Or the old fashioned “English Six”, an aggressive central defender who wins their duels and clears their lines.

The same term, two completely different players, with different strengths.

Two different "number sixes" in football: a deep-lying midfielder and an aggressive centre-back

Could Busquets win his headers on a cold, rainy night in Stoke?

Domain-specific terminology

Then there’s domain-specific terminology.

Different data providers have their own specialised approaches to answering the same fundamental question: what impact has an action had on the game?.

Hudl StatsBomb’s On-Ball Value (OBV) estimates how much each action changes a team’s chance of scoring. The event data I’m using comes from Impect, a German football data provider whose approach is built around packing—the number of opponents removed from the game by a pass or carry.

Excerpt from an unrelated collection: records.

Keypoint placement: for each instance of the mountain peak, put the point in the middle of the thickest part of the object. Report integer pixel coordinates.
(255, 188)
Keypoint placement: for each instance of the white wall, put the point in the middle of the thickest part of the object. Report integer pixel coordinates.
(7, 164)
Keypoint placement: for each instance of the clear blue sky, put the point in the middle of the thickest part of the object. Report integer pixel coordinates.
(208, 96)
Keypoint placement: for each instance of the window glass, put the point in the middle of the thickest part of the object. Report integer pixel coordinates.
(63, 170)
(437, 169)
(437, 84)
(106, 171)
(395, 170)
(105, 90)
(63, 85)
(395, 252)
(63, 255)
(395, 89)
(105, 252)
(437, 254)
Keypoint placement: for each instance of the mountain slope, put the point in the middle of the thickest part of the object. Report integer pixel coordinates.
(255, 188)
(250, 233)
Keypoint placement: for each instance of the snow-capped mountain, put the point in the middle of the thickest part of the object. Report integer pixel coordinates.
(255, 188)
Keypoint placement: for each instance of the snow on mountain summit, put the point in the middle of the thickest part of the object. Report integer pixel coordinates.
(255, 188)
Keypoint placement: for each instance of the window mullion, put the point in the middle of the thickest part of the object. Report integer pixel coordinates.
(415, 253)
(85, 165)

Neither of these terms are likely to appear prominently in Claude’s training data, and I have seen an LLM hallucinate and misinterpret these metrics.

Impect’s API provides KPI definitions, but there are over 1,200 of them—far too many to stuff into every prompt. You need a way to retrieve only the relevant ones:

from fastmcp import Context

@mcp.tool()
def get_user_profile(profile_alias: str, ctx: Context):
    """
    Get the profile and KPIs based on the user's preferences.
    The same alias (e.g., "six") returns different profiles per user.
    """
    user_id = ctx.request_context.session.user_id

    return read("""
      MATCH (u:User {id: $user_id})-[:HAS_PROFILE {alias: $alias}]->(pr:PlayerProfile)-[:PLAYS_POSITION]->(p:Position)
      RETURN u.username AS username,
         pr { .name, .description,
            position: p { .id, .name },
            kpis: [(pr)-[:MEASURES_KPI]->(k:KPI) | k { .name, .description }]
         } AS profile
    """, user_id=user_id, alias=profile_alias)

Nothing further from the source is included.